# Bench testing Octave in Debian and Gentoo

I was interested in seeing whether numerical computations such as matrix multiply would be faster in Gentoo. The theory is that apps in Gentoo will be faster because they are compiled for your own CPU when installed, and therefore will be better optimized compared to a downloaded binary.

I initially tried to do the comparison in R, but I soon realised that R is quite unusual in that it is always compiled when installed in any Linux distro.

I chose to use Octave instead of R. Octave is a FOSS version of Matlab. It is used for matrix calculations. I installed Octave in Debian, as a downloaded binary, and in Gentoo as a compiled package. The Debian install was a slightly older version.

The particular matrix arithmetic I am interested in is a fivefold matrix product of the form
A’ * B’ * C * B * A
where A , B, and C are matrices of the same size.

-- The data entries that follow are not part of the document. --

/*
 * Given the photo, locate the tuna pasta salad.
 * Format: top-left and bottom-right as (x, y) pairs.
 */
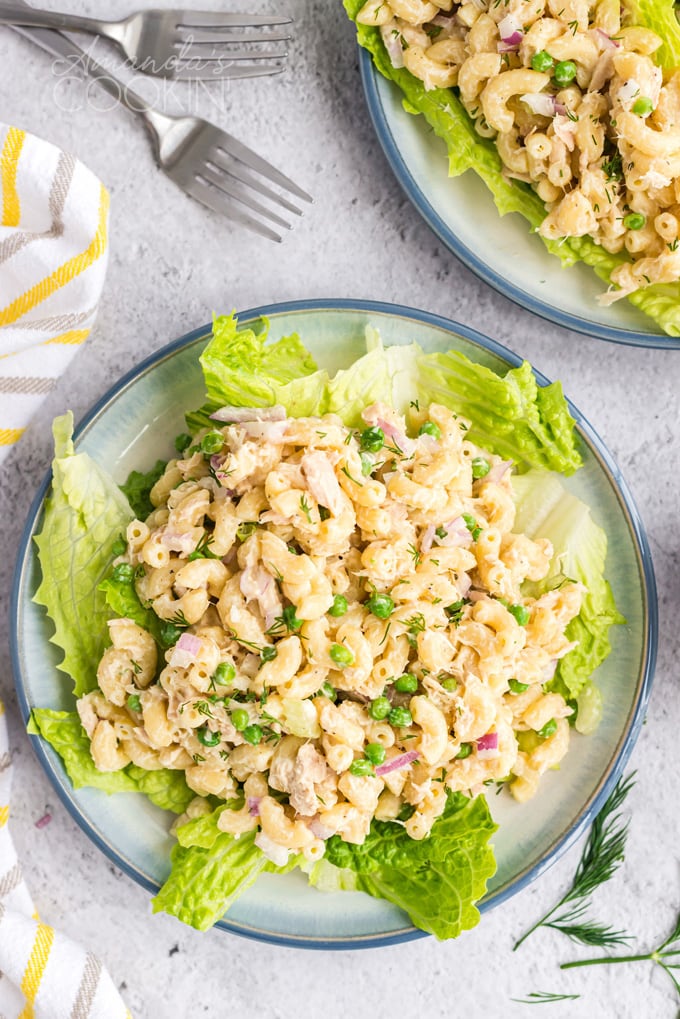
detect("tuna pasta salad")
(29, 314), (623, 938)
(346, 0), (680, 333)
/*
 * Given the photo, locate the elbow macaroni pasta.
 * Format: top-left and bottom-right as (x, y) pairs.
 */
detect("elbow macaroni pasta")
(358, 0), (680, 304)
(81, 401), (584, 862)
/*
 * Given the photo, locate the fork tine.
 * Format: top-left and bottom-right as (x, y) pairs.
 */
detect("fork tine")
(170, 63), (284, 80)
(175, 12), (292, 28)
(199, 164), (293, 230)
(176, 28), (292, 44)
(213, 134), (313, 204)
(207, 148), (303, 216)
(177, 46), (289, 61)
(188, 178), (283, 242)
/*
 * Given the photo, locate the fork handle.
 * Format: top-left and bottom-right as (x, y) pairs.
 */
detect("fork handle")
(0, 3), (121, 41)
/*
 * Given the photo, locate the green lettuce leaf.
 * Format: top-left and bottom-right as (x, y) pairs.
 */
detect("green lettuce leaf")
(324, 792), (497, 940)
(416, 351), (582, 474)
(120, 460), (166, 520)
(29, 709), (194, 813)
(98, 570), (164, 645)
(186, 312), (327, 431)
(344, 0), (680, 336)
(33, 414), (134, 696)
(512, 470), (625, 700)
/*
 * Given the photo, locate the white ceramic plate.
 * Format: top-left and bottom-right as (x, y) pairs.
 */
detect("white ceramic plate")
(360, 53), (680, 349)
(11, 300), (656, 948)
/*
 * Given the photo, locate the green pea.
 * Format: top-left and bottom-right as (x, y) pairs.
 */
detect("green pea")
(321, 681), (337, 702)
(260, 646), (278, 663)
(111, 536), (127, 557)
(388, 706), (413, 728)
(159, 621), (182, 647)
(394, 673), (418, 694)
(360, 452), (374, 476)
(243, 724), (263, 745)
(174, 432), (193, 453)
(435, 526), (448, 539)
(538, 718), (558, 739)
(554, 59), (577, 85)
(418, 421), (441, 440)
(369, 695), (391, 721)
(462, 512), (481, 541)
(127, 694), (142, 713)
(196, 725), (221, 747)
(531, 49), (554, 72)
(349, 758), (375, 776)
(330, 643), (355, 667)
(632, 96), (653, 117)
(471, 457), (490, 479)
(366, 592), (394, 619)
(213, 661), (236, 686)
(231, 708), (250, 731)
(508, 678), (529, 694)
(360, 426), (385, 453)
(396, 802), (415, 821)
(441, 676), (458, 692)
(200, 431), (224, 455)
(112, 563), (134, 582)
(328, 594), (348, 617)
(624, 212), (646, 231)
(508, 603), (530, 626)
(456, 742), (473, 759)
(364, 743), (387, 766)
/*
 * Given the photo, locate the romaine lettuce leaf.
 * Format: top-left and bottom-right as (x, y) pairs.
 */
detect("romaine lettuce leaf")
(153, 804), (302, 930)
(98, 569), (164, 645)
(416, 351), (581, 474)
(33, 413), (134, 697)
(186, 312), (328, 432)
(120, 459), (166, 520)
(324, 792), (497, 940)
(29, 709), (194, 813)
(512, 470), (625, 700)
(344, 0), (680, 336)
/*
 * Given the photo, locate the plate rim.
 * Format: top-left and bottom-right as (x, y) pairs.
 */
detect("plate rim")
(358, 49), (680, 351)
(10, 297), (658, 949)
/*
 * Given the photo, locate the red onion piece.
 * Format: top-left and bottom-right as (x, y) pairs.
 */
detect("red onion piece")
(521, 93), (557, 117)
(210, 404), (286, 423)
(498, 13), (522, 40)
(543, 659), (558, 681)
(477, 731), (499, 752)
(458, 573), (472, 597)
(421, 524), (435, 554)
(240, 420), (289, 443)
(486, 459), (513, 484)
(35, 812), (52, 829)
(376, 418), (416, 457)
(308, 816), (334, 840)
(178, 633), (201, 656)
(375, 750), (419, 777)
(169, 633), (202, 668)
(435, 517), (472, 548)
(594, 27), (619, 48)
(247, 797), (261, 817)
(380, 23), (405, 69)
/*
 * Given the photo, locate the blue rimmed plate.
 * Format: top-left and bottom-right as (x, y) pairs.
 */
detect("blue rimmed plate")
(359, 51), (680, 349)
(10, 299), (656, 948)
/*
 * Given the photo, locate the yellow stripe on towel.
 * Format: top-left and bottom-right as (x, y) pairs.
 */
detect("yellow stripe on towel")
(0, 805), (9, 828)
(0, 427), (25, 446)
(0, 184), (109, 328)
(19, 922), (55, 1018)
(45, 328), (90, 346)
(1, 126), (25, 228)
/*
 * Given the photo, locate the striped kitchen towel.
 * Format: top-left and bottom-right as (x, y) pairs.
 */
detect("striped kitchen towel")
(0, 123), (109, 468)
(0, 701), (132, 1019)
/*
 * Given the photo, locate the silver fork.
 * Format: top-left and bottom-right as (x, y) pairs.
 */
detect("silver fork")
(0, 2), (292, 79)
(15, 20), (312, 240)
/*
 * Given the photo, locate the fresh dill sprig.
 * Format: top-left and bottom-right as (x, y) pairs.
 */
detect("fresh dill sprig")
(511, 991), (581, 1005)
(560, 907), (680, 1001)
(513, 772), (636, 951)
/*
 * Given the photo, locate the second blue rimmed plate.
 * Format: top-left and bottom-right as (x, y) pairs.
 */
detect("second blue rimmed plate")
(11, 299), (656, 948)
(359, 50), (680, 349)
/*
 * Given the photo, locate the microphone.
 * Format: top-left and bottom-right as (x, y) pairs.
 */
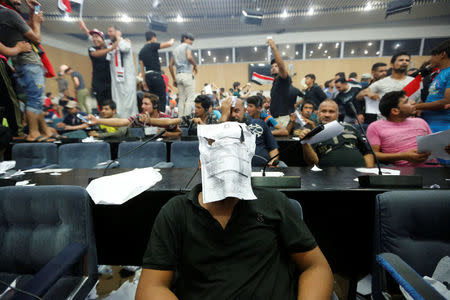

To do that in Octave I wrote

``````A=rand(5000,5000);
B=rand(5000,5000);
C=rand(5000,5000);
tic(); D= A' * B' * C * B * A; toc()
``````

so it sets up 3 matrices with 5000 rows and columns, and fills them with random numbers. Then it does the five way multiply, and reports elapsed seconds

``````Elapsed time is 6.32531 seconds.
``````

Then repeated it for matrix sizes ranging from 2500 to 15000.
At 15000 my machine started to swap ( it has 8Gb ram).
Did the same in Debian and Gentoo.
Results are shown in the graph below

So Debian and Gentoo versions of Octave perform virtually the same ( Gentoo was actually slightly slower) for all matrix sizes up until the machine starts to swap at size=15000; Then when swapping is involved Gentoo is slightly faster.

Well, so much for the theory. Compiling Octave natively does not help to speed up matrix arithmetic. If swapping is involved Gentoo may be superior.

I think I have to conclude that matrix arithmetic has already been optimised and parallelised in the libopenblas.so library code so that what CPU it is compiled for makes very little extra improvement.

To those who have not tried Octave… it is a fine calculator… there is not much difference between a matrix and a spreadsheet in structure, but the operations differ. Octave is not just for matrix arithmetic, it can draw graphs, do statistics, and can be used as a programming language.